Ada yang sangat penting pada peringatan hari pendidikan yang bertepatan dengan momentum ramadhan ini. Ramadhan membawa banyak pesan bagi segenap manusia, diantaranya adalah pesan atas nilai pencerahan berfikir (aufkarung) karena turunnya kitab petunjuk bagi sekalian manusia (al-Furqon) kepada Nabi saw. Selain itu Ramadhan juga memberikan pesan kuat kepada sekalian manusia atas nilai-nilai kesetiakawanan sosial, kepedulian terhadap sesama dan kegotongroyongan. Ramadhan juga memberikan pesan mewujudkan kedaulatan rakyat atas dirinya, serta pemenuhan hakhak ekonomi yang gagal diberikan sistem kapitalisme yang predatoris.

Tulisan ini mengurai apa pesan di balik Ramadhan yang mengajarkan umat manusia untuk terus melakukan belajar dan pembelajaran khususnya terhadap kelompok mustadha’fin (dhu’afa), yaitu kelompok yang miskin (tertindas).

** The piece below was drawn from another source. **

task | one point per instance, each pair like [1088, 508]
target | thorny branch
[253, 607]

Memontum Ramadhan banyak memberikan pesan sosial tentang pelayanan terhadap masyarakat (khadimul ummah) dari aspek pembangkitan nalar pembelajaran ilmu yakni pemaknaan atas “iqra” (surat pertama turun QS. Al-Alaq:ayat 1-5), maupun peran muamalah yakni perhatian kepada sesama khususnya peduli dengan kelompok mustadh’afin (masyarakat tertindas secara ekonomi), seiring dengan perkembangan ekonomi Islam di Indonesia. Tulisan ini akan mengurai relasi Ramadhan yang di dalamnya memuat pesan profan atas muamalah (aktivisme) penyampaian keilmuan dan peran muamalah sosial ekonomi di tengah mengeliatnya berkembang ekonomi Islam di Indonesia.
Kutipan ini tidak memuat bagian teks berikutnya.